Sou
um rosto entre muitos outros, sou apenas um passageiro nos transportes
públicos, tento ler, impossível a minha “vizinha” do lugar em frente está
audivelmente entretida a conversar através do telemóvel. Olho-a sem ela me
olhar, escuto-a não por curiosidade mas porque é impossível não ouvir o que
diz. Em poucos minutos fico a saber tanto sobre si: Chama-se Raquel, “depois
ela disse Raquel tem de ter atenção ao que faz”. O que fazia? Trabalhava numa
agência de viagens “vai ter de remarcar aquela viagem e explicar a alteração ao
cliente”. Estava chateada, sentia-se injustiçada, “mas a culpa foi dela que
veio alterar a minha página no computador, agora diz que o erro foi meu”. Era
casada, ainda apaixonada, “Sim amor eu sei, mas que queres irrita-me, um dia deste
passo-me”. Tinha filhos “olha vais buscar as crianças à escola? É que eu já
estou atrasa por causa daquela C***”. Não se importava com quem estava a seu
lado “Estou a dizer asneira? Ora quero lá saber, quem não quiser ouvir tape os
ouvidos, vivemos num país livre”. De repente senti-me envergonhada por estar a
invadir a sua liberdade de estar, ensurdeci-me, fugi com o olhar para a janela.
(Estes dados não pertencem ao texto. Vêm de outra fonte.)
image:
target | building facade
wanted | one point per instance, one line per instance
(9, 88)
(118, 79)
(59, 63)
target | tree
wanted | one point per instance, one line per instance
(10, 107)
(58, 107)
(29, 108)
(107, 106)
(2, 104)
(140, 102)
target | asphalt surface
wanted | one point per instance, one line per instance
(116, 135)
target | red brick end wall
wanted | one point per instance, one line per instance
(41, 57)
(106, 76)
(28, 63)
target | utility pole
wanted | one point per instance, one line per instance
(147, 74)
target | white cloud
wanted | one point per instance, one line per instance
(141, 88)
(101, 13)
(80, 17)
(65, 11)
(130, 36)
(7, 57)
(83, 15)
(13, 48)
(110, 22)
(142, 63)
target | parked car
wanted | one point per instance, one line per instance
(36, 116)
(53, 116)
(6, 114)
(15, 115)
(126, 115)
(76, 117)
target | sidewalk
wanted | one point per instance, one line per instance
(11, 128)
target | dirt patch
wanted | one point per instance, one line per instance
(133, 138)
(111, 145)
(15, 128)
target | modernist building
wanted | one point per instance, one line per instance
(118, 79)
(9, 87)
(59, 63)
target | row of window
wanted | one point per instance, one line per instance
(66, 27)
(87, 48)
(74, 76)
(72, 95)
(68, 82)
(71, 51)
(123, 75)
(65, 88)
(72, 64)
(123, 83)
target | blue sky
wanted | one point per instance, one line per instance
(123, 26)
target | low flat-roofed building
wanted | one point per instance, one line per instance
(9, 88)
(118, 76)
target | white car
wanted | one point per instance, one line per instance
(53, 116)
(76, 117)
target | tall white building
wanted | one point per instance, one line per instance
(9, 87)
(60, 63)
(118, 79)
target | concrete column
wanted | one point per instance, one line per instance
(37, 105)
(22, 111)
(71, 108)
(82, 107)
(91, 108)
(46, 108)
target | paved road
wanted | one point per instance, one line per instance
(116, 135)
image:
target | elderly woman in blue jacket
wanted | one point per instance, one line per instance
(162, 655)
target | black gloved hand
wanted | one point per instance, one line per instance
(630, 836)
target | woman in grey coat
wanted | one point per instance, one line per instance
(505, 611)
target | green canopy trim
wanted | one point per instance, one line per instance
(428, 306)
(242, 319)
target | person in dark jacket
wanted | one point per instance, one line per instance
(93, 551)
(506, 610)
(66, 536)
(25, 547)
Por um curto instante, de imediato a minha atenção voltou a ficar presa nela,
chorava (eram os nervos, o desabafo. Aquela estranha chorava e a mim doía-me
como se a sua mágoa fosse igualmente minha. Porque também eu me tinha chateado
no emprego nesse dia, também a mim me apetecia gritar impropérios adequados à
atitude da minha colega, de C*** para baixo. Também me apetecia saber que
regressava a casa e encontrava alguém amoroso à minha espera, as crianças a
sorrir e aquela voz terna a dizer-me que o dia de amanhã será muito melhor.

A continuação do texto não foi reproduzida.